Nonleptonic two-body weak decays of charmed baryons

We systematically analyze the two-body nonleptonic weak decays of charmed baryons, employing the pole approximation in tandem with the $SU(3)_F$ symmetry. Leveraging the K\"orner-Patti-Woo theorem, we demonstrate a significant reduction in the number of free parameters. Within the general pole scenario, we successfully explain most of the experimental data of ${\bf B}_c^A \to {\bf B}_nP$, though some inconsistencies are detected and recommended for reexamination in future research. Assuming the dominance of low-lying intermediate baryons, we are able to make novel predictions for decay channels such as $\Omega_c^0 \to {\bf B}_n P$ and ${\bf B}_{cc}\to {\bf B}_c^{A,S} P$. Here, ${\bf B}_n$, ${\bf B}_{c}^A$, ${\bf B}_c^S$ and ${\bf B}_{cc}$ are the low-lying octet, antitriplet charmed, sextet charmed and doubly charmed baryons, respectively, and $P$ is the pseudoscalar meson.

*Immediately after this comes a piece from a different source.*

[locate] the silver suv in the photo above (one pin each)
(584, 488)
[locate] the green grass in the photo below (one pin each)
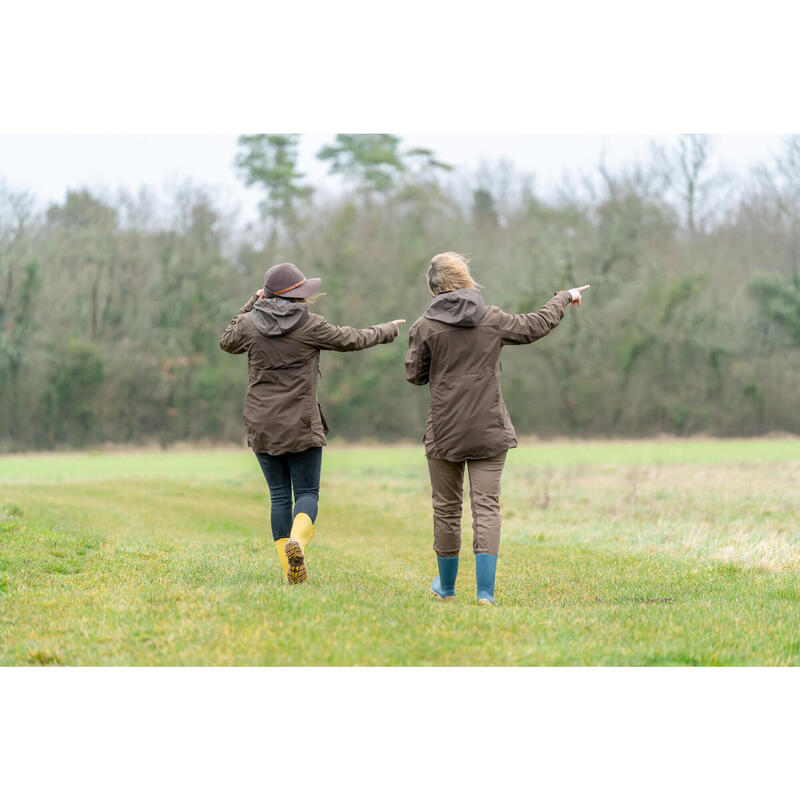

Our findings also reveal that the fitted effective Wilson coefficient ${\cal C}_+=0.469$ is notably smaller than the na\"ive expectation, and the low-lying pole scenario fails to account for ${\cal B}(\Lambda_c^+ \to n \pi^+ , \Xi^0 K^+)$ , despite consistencies with the soft meson limit. We further recommend the decay channel $\Xi_{cc}^+ \to \Xi_c^0 \pi^+ \to \Xi^- \pi^+\pi^+\pi^+\pi^-$ for exploring evidence of $\Xi_{cc}^+$, estimating the branching fraction at $(1.1\pm 0.6)\times 10^{-3}$. The predictions for nonleptonic weak decay channels are compiled in the appendices, providing valuable references for future experimental validation.